2. **Neighbor Generation:**
- For each character in the sentence, the algorithm identifies its presence in the **inverse phoneme table**.
- The phoneme table maps erroneous phonemes to their corrected forms.
- Replacements are made for single characters or bigrams, generating a list of potential corrections, each associated with a cost.

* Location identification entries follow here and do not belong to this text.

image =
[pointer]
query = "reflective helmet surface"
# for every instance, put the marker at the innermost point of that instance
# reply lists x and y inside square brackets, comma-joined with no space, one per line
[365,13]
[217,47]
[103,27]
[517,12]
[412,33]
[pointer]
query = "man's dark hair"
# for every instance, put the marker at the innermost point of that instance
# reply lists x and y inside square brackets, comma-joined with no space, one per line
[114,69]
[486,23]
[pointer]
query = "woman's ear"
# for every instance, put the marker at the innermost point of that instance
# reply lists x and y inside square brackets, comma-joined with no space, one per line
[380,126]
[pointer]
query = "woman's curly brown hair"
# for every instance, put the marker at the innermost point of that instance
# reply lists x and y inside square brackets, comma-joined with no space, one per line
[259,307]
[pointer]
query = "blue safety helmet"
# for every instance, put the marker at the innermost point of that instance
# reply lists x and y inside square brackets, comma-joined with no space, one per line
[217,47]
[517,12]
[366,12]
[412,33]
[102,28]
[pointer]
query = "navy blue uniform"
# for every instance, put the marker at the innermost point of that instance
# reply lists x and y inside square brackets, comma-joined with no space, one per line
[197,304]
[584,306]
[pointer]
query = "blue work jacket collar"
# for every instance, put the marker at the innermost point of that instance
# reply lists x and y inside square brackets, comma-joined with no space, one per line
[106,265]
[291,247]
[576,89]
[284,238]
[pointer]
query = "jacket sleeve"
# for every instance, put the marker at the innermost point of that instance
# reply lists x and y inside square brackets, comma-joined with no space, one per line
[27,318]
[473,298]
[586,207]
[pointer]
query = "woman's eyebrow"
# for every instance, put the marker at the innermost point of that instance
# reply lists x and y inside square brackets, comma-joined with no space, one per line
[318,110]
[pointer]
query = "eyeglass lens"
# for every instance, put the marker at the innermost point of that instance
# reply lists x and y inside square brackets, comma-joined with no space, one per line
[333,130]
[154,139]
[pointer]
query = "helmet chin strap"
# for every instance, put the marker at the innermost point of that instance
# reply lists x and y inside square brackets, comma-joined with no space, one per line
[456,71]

3. **Best Neighbor Selection:**
- Among the generated neighbors, the one with the **lowest cost** is selected as the next state.
- The process continues iteratively until no further improvement is possible.

---

## **Installation**

### **Prerequisites**
- **Python 3.x**
- **Conda** (recommended for environment management)

### **Steps to Set Up**
1. Clone the repository:
```bash
git clone https://github.com/adityjhaa/asr-enhancer.git
cd asr-enhancer
```

2. Install required dependencies using Conda:
```bash
conda env create -f environment.yml
```

3. Activate the environment:
```bash
conda activate asr-enhancer
```

4. Run the ASR Enhancer:
```bash
python asr_enhancer.py
```

---

## **Algorithm Variants and Performance**

### 1. Greedy Algorithm Without Word Correction
- **Description:** Updates characters from left to right, replacing them with the lowest-cost neighbors.
- **Results:**
- **Average Loss:** 2.1136
- **Average Time per Sentence:** 13 seconds

### 2. Hill Climbing Without Word Correction
- **Description:** Examines all characters before making updates but does not consider bigrams.
- **Results:**
- **Average Loss:** 2.0243
- **Average Time per Sentence:** 50 seconds

### 3. Greedy Algorithm with Word Updates Before Character Correction
- **Description:** Adds missing words to the beginning and end of the sentence, then performs character corrections.
- **Results:**
- **Average Loss:** 1.8454
- **Average Time per Sentence:** 25 seconds

### 4. Greedy Algorithm with Word Updates After Character Correction
- **Description:** Performs word corrections after character corrections, avoiding unnecessary modifications.
- **Results:**
- **Average Loss:** 1.8058
- **Average Time per Sentence:** 25 seconds

### 5. Hill Climbing with Word Updates After Character Correction
- **Description:** Combines hill climbing with word corrections applied post character correction.
- **Results:**
- **Average Loss:** 1.7099
- **Average Time per Sentence:** 55 seconds

### 6. Hill Climbing with Unigram and Bigram Corrections
- **Description:** Integrates bigram checks to address errors in common word pairings (e.g., "SH").
- **Results:**
- **Average Loss:** 1.5158
- **Average Time per Sentence:** 60 seconds

---

## **Analysis and Insights**
- **Bigram Corrections:** Incorporating bigrams significantly reduced the loss, highlighting the importance of contextual analysis in phoneme corrections.
- **Word Updates After Character Correction:** This approach consistently outperformed others, demonstrating the effectiveness of correcting broader context only after addressing finer details.
- **Algorithm Choice:** While hill climbing with Word and Bigram updates achieved the best results, it required more computational time compared to greedy algorithms.

---

## **Future Improvements**
- **Dynamic Phoneme Correction:** Enhance the inverse phoneme table with adaptive learning to handle rare or context-specific errors.
- **Deep Learning Integration:** Incorporate neural networks to predict corrections based on semantic understanding.
- **Performance Optimization:** Reduce time complexity by parallelizing bigram and unigram analyses.
- **Real-World Integration:** Extend support to process real-time ASR outputs from popular systems like Google ASR or Alexa.

---

## **Acknowledgments**
This project was developed under the guidance of the **COL333: Artificial Intelligence** faculty at **IIT Delhi**. It builds upon foundational ideas in ASR error correction, phonetics, and heuristic algorithms.